GRA’s unique specialty in the earth sciences stresses innovative strategies and sampling schemes, instead of labor intensive survey and excavation. We believe this is the wave of the future as designers and planners increasingly focus on higher levels of efficiency and imaginative solutions to traditional cultural resources problems.

GRA is known for:

  1. Its scientific orientation and ongoing development of methods to predict archeological preservation through the use of remote sensing, coring, and backhoe testing prior to systematic excavation by large teams.
  2. GRA has been contracted to assess the potential of buried stream-side sites by examining ancient soils and river deposits to measure their development and antiquity. In this way, decisions concerning the necessity of excavation may be made independent of more costly survey.
  3. Its administrative and scientific direction over large-scale multidisciplinary projects, specifically those requiring advance planning.
  4. Such projects include multi-year utility projects, highway expansion, dam construction, and military base transfers in areas where a broad array of cultural resources is identified and require mitigation efforts to be coordinated with developers.
  5. Its efficient management of negotiations among federal regulators, state historic preservation officers, local governments, Native American representatives and citizen groups.
  6. GRA has structured Memoranda of Agreement (MOAs) in New York State for several pipelines that have accommodated the recent Native American Graves Protection Act (NAGPRA).
  7. Its novel use of dating strategies which helps foreign governments locate settlement complexes of great antiquity or significance in the evolution of human civilization.
  8. Most recently, GRA participated in separate efforts with the Smithsonian Institution, Arizona State University, University of Texas, Arlington, and the Department of Antiquities of Pakistan, to identify locations ranging from sites of the earliest Near Eastern Neanderthals east of the Jordan Rift; some of the oldest hominid sites in India; a stratigraphic study of a cave in the Aegean Mediterranean; and the most ancient villages in South Asia’s “Cradle of Civilization” between Harappa and Mohenjo-Daro.

 

Geoarcheology Research Associates, Inc. (GRA) was founded and incorporated in 1989 by Dr. Joseph Schuldenrein, and is headquartered in New York City where it is strategically located to provide scientific geological and archeological services to clients across the United States and overseas.

GRA’s core staff consists of specialists in environmental archeology, cultural resources planning, preservation planning, and public presentation.
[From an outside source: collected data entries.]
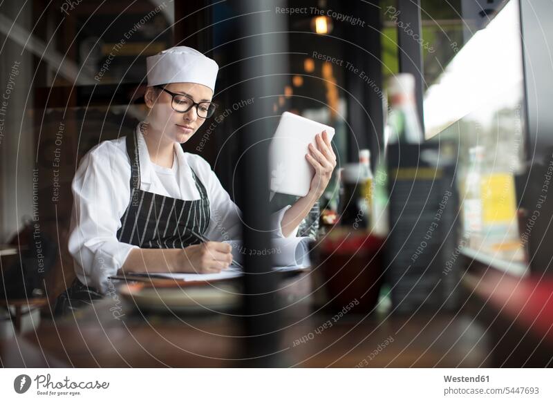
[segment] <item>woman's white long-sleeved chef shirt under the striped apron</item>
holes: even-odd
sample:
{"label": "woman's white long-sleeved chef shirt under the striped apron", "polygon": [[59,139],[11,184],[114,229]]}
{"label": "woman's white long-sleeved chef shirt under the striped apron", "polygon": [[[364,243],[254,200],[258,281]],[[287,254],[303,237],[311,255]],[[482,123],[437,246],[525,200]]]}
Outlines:
{"label": "woman's white long-sleeved chef shirt under the striped apron", "polygon": [[[136,128],[140,158],[140,189],[171,198],[198,200],[190,169],[205,186],[209,198],[210,220],[204,236],[209,240],[234,240],[241,236],[241,211],[218,180],[209,163],[200,155],[182,151],[175,143],[173,168],[154,166],[146,142]],[[102,293],[113,289],[108,279],[123,266],[132,249],[138,246],[120,242],[116,237],[121,217],[131,198],[131,162],[125,137],[104,141],[82,158],[73,178],[73,214],[68,249],[75,261],[77,278]],[[286,210],[271,216],[272,236],[284,237],[281,221]],[[297,234],[297,229],[289,237]],[[110,290],[111,291],[111,290]]]}

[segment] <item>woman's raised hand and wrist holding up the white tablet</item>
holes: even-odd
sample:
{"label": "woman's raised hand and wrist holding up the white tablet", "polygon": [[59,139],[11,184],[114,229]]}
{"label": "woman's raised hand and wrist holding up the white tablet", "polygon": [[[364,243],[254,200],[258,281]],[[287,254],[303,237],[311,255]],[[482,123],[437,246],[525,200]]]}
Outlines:
{"label": "woman's raised hand and wrist holding up the white tablet", "polygon": [[317,148],[313,144],[309,144],[309,153],[306,154],[306,159],[315,169],[309,193],[306,195],[310,200],[317,200],[323,195],[332,177],[332,171],[336,167],[336,155],[332,151],[332,145],[330,145],[330,139],[326,131],[323,131],[322,135],[315,135],[315,142]]}

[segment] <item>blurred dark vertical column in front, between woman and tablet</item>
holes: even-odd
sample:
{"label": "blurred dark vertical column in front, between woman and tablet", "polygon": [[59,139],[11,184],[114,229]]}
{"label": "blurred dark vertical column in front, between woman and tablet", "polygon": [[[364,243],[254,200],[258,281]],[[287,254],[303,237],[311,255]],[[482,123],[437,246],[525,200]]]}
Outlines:
{"label": "blurred dark vertical column in front, between woman and tablet", "polygon": [[[274,97],[283,93],[282,76],[285,73],[287,43],[283,17],[275,14],[275,6],[282,2],[272,0],[243,0],[239,4],[241,17],[237,46],[239,79],[242,99],[253,98],[253,103],[241,114],[239,137],[238,181],[242,193],[243,240],[245,257],[245,365],[274,367],[279,365],[279,314],[275,291],[279,275],[272,273],[272,258],[263,255],[271,247],[268,182],[268,146],[272,137]],[[268,10],[268,11],[265,11]],[[270,55],[273,54],[273,55]],[[265,77],[263,77],[265,76]],[[238,100],[238,102],[241,102]],[[250,253],[254,251],[254,253]],[[258,255],[261,254],[261,255]]]}

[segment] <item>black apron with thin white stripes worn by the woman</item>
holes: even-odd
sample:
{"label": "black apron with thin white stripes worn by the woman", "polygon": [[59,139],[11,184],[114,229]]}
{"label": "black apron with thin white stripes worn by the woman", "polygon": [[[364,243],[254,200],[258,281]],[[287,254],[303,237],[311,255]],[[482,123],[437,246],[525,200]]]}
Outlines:
{"label": "black apron with thin white stripes worn by the woman", "polygon": [[[118,240],[142,249],[184,249],[199,244],[201,240],[195,233],[203,236],[207,231],[210,214],[207,191],[196,172],[190,168],[200,193],[199,200],[178,200],[143,191],[140,190],[136,133],[126,136],[126,151],[131,160],[131,199],[116,233]],[[55,314],[66,314],[103,296],[97,289],[75,278],[73,284],[57,298]]]}

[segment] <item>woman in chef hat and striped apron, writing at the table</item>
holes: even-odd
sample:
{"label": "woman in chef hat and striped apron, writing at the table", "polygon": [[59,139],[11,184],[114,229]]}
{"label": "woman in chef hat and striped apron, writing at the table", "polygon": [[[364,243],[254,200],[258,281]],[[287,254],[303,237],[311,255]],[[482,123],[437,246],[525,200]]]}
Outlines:
{"label": "woman in chef hat and striped apron, writing at the table", "polygon": [[[106,294],[118,271],[215,273],[232,261],[221,240],[239,236],[240,211],[209,164],[180,146],[215,111],[218,66],[177,46],[148,57],[147,68],[147,119],[134,135],[95,146],[75,174],[68,246],[77,280],[58,311]],[[336,165],[326,133],[306,158],[315,169],[310,191],[273,214],[274,236],[295,236],[326,188]]]}

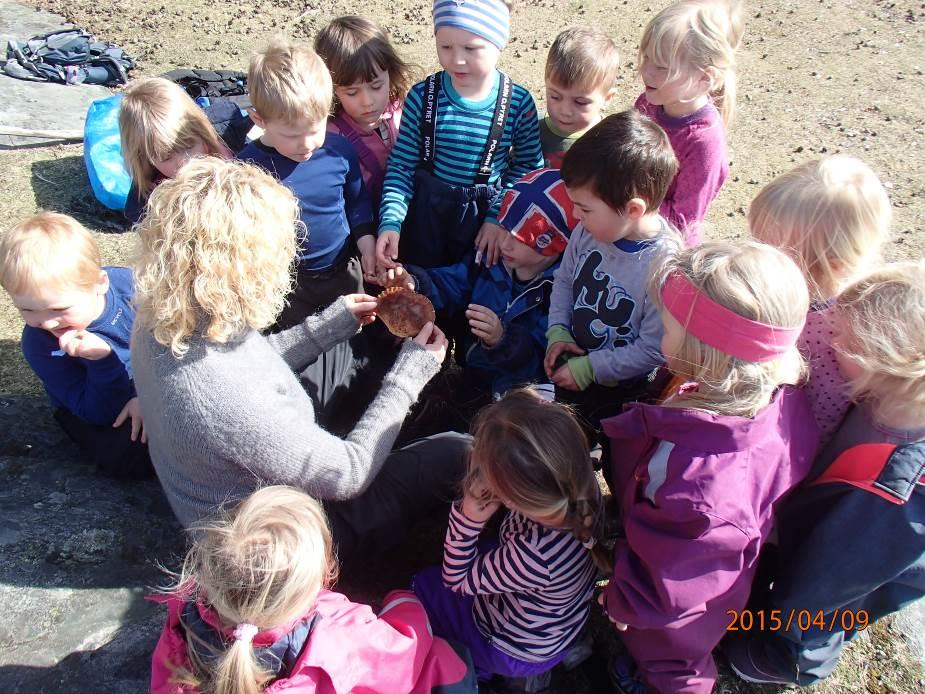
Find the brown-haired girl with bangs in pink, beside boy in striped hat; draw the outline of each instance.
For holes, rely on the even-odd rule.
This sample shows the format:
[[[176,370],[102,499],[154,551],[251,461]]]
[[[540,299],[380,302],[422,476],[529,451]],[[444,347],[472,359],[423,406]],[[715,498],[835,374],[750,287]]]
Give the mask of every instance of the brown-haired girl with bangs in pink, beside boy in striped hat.
[[[376,213],[414,69],[399,57],[388,35],[365,17],[333,20],[315,38],[315,50],[334,82],[328,132],[343,135],[356,150]]]

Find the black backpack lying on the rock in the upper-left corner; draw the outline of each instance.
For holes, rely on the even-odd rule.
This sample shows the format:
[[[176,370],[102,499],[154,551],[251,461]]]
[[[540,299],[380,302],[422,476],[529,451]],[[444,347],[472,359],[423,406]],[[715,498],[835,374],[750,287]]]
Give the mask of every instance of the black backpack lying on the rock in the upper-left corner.
[[[3,72],[10,77],[60,84],[128,82],[135,60],[118,46],[82,29],[60,29],[25,42],[10,40]]]

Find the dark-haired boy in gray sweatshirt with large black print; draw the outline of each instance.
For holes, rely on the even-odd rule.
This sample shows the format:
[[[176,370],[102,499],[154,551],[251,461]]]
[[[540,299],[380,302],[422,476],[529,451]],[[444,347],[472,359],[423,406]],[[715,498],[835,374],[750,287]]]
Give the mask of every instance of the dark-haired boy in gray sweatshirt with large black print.
[[[544,368],[589,429],[638,398],[662,362],[646,282],[675,236],[658,209],[676,170],[665,133],[636,111],[608,116],[565,155],[581,224],[555,273]]]

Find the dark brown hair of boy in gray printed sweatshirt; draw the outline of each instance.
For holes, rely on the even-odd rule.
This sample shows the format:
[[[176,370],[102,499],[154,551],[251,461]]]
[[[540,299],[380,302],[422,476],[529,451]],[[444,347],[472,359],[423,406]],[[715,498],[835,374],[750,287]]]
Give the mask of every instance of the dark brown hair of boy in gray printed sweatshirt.
[[[636,110],[607,116],[575,141],[562,162],[570,188],[587,187],[622,212],[633,198],[657,210],[678,170],[668,136]]]

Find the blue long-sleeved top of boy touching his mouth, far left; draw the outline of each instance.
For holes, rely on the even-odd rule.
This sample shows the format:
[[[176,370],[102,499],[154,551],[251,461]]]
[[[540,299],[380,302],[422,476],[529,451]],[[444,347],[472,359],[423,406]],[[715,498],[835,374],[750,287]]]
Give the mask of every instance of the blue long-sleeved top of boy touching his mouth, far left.
[[[125,403],[135,397],[129,354],[135,320],[134,282],[128,268],[103,269],[109,275],[106,307],[87,330],[108,342],[112,352],[98,360],[71,357],[61,351],[58,338],[50,332],[28,325],[22,333],[22,352],[53,406],[85,422],[110,426]]]

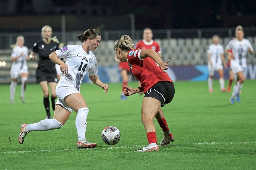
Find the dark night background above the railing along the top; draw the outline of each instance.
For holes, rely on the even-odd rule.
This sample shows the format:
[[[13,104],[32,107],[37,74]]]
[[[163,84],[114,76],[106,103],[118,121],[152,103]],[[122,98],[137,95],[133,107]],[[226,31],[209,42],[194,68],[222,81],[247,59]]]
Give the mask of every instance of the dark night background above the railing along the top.
[[[87,20],[91,23],[97,22],[102,31],[128,30],[130,16],[127,14],[133,13],[136,29],[147,26],[152,29],[224,28],[235,27],[237,23],[244,27],[256,26],[256,1],[0,0],[0,3],[0,19],[2,18],[1,23],[6,22],[5,25],[10,24],[7,22],[8,18],[15,20],[17,16],[22,16],[22,19],[17,19],[19,20],[17,25],[19,25],[20,20],[26,20],[26,16],[44,16],[47,19],[51,16],[67,15],[79,18],[82,26],[90,24]],[[106,17],[109,18],[109,25],[106,23],[102,25],[103,20],[108,20]],[[35,19],[33,22],[42,22],[44,19]],[[125,25],[126,22],[129,24]],[[124,26],[115,23],[121,23],[120,25]],[[74,24],[78,25],[77,22]],[[92,26],[95,27],[95,24]],[[0,26],[0,29],[6,31],[7,27]],[[20,29],[9,27],[8,30],[10,29],[24,31],[33,27],[23,26]],[[60,28],[56,27],[55,30]]]

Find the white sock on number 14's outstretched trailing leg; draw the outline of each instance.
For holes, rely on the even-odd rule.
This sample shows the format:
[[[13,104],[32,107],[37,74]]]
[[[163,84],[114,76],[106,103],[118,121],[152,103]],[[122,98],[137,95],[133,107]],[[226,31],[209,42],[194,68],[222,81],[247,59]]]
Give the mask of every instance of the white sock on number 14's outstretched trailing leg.
[[[56,119],[44,119],[38,123],[28,124],[26,130],[30,131],[47,131],[52,129],[60,129],[63,125]]]

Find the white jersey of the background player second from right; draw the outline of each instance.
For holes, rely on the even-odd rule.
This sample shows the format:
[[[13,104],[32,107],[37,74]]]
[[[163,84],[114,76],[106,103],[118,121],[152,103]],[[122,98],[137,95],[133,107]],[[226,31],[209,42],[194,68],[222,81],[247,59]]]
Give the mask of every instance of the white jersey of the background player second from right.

Depending on project requirements, the company also makes use of a “satellite” staff of consulting scientists and technicians, most of whom have been associated with GRA for many years. Flexible staffing enables us to furnish timely and professional consulting services within the fiscal limitations of each and every project.

Through judicious allocation of its core and satellite staff, GRA is able to provide the broad range of geoarcheological and paleoenvironmental services which are becoming standard in multi-stage cultural resources investigations. In particular, its staff expertise with stratigraphic, deep testing, remote sensing (magnetometry and ground penetrating radar), and geographic information systems (GIS), has been a critical component in successful completion of large-scale interdisciplinary projects.

Most recently, GRA has been involved in joint ventures with larger cultural resources firms in the Northeast and Mid-Atlantic regions to assist utility and pipeline firms with the Section 106 and Compliance process. Over the past twenty years principal GRA personnel have undertaken major projects in the Southeast, Southwest, Midwest, and Plains provinces. Dr. Schuldenrein has directed major mitigation projects throughout the United States, Europe, Middle East, and South Asia.